The whole picture

What Locus is, and why we built it.

Locus is product analytics for AI agents. It reads every conversation your agent has had, groups users by what they actually do, and shows the picture in one page.

Amadin AhmedMay 1, 20269 min read

A team running an AI agent is responsible for a product they cannot really see. Users do not click buttons. They type, in their own words, for the thing they actually want. Locus was built to give the team that picture. Here is what it is, why we built it, and how it works.

A horizontal composition bar showing how users of an AI agent break down by what they actually do. 22 percent writing, 20 percent code, 15 percent research, 12 percent learning, 10 percent data, and smaller shares for planning, creative work, and advice. — The signature view in Locus. One bar shows how your whole user base breaks down by what they actually do.

Every company building an AI agent has the same question. What are our users actually using this for? It sounds simple. It is not. The people who pay for the product do not click a button called writing or a button called code. They type in plain words. They ask for help. They describe a goal. The product figures out the rest. That leaves the team with a pile of conversations and no clear way to read them. In a typical month, an agent in production generates around 94,000 conversations. A product manager reads about 212 of them. That leaves 99% of the signal in the dark.

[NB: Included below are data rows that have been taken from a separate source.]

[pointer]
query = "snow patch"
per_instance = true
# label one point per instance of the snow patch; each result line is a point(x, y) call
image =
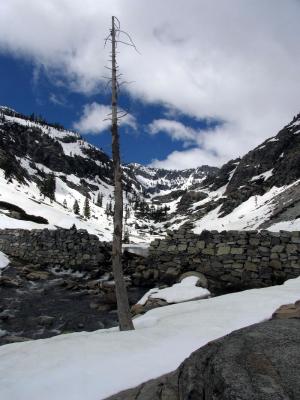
point(95, 365)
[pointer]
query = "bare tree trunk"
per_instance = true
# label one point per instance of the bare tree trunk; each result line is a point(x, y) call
point(125, 322)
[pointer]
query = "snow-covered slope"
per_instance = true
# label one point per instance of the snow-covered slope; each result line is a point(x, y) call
point(94, 365)
point(31, 151)
point(259, 190)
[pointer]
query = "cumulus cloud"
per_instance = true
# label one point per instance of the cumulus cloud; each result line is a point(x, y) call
point(234, 60)
point(95, 119)
point(175, 129)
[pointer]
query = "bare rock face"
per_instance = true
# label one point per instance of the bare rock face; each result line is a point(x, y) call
point(261, 362)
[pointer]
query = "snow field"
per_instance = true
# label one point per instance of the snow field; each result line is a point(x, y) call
point(92, 366)
point(177, 293)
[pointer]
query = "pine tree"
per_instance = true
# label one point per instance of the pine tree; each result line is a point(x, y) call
point(126, 238)
point(86, 208)
point(76, 207)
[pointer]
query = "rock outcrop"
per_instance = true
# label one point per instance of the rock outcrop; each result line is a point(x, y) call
point(261, 362)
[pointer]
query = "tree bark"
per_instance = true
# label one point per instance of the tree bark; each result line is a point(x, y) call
point(125, 321)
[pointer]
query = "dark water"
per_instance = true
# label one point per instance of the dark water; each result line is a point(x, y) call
point(60, 304)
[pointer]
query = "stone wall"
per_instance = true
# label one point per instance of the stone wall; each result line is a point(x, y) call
point(69, 248)
point(230, 260)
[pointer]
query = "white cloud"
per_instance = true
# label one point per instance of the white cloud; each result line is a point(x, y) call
point(95, 119)
point(176, 130)
point(234, 60)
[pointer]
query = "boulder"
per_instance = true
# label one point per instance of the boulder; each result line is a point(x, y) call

Locus reads the pile. It groups every conversation by what the user was trying to do. It groups every user by what they spend their time on. It rolls the whole user base up into a handful of behaviours the team can talk about. You open it in the morning. You see the shape of your product in under a minute.

Locus is product analytics for AI agents.

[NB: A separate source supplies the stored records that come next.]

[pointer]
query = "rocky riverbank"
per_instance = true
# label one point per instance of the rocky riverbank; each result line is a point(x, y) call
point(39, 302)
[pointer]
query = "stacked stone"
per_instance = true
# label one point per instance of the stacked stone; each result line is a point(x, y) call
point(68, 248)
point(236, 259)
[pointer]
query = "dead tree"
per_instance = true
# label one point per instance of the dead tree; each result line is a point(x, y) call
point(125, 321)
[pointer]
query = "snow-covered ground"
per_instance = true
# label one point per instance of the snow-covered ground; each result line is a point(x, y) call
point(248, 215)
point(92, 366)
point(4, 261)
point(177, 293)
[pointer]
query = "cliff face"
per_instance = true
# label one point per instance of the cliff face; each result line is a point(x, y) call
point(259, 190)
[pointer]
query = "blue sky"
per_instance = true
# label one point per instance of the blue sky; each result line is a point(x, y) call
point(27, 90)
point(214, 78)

Product analytics for a normal web app is built around events. A user clicks a button. An event fires. The event goes into a database. A dashboard counts it. You end up with charts of how many people clicked what, when, and in what order.

AI agents do not work that way. There are no buttons to click. The user types a sentence. The agent reads it, thinks, sometimes runs a tool, and writes back. The whole thing is a conversation. None of the older analytics tools know what to do with a conversation. They can count that it happened. They cannot tell you what it was about.

So teams end up guessing. The product manager reads twenty conversations a week and calls that research — we wrote a whole post on why the sample of twenty fails and what to do instead. The VP asks how the product is going and gets a vague answer. The roadmap gets built on a feeling, not on a real read of what users are doing. Locus was built to fix that.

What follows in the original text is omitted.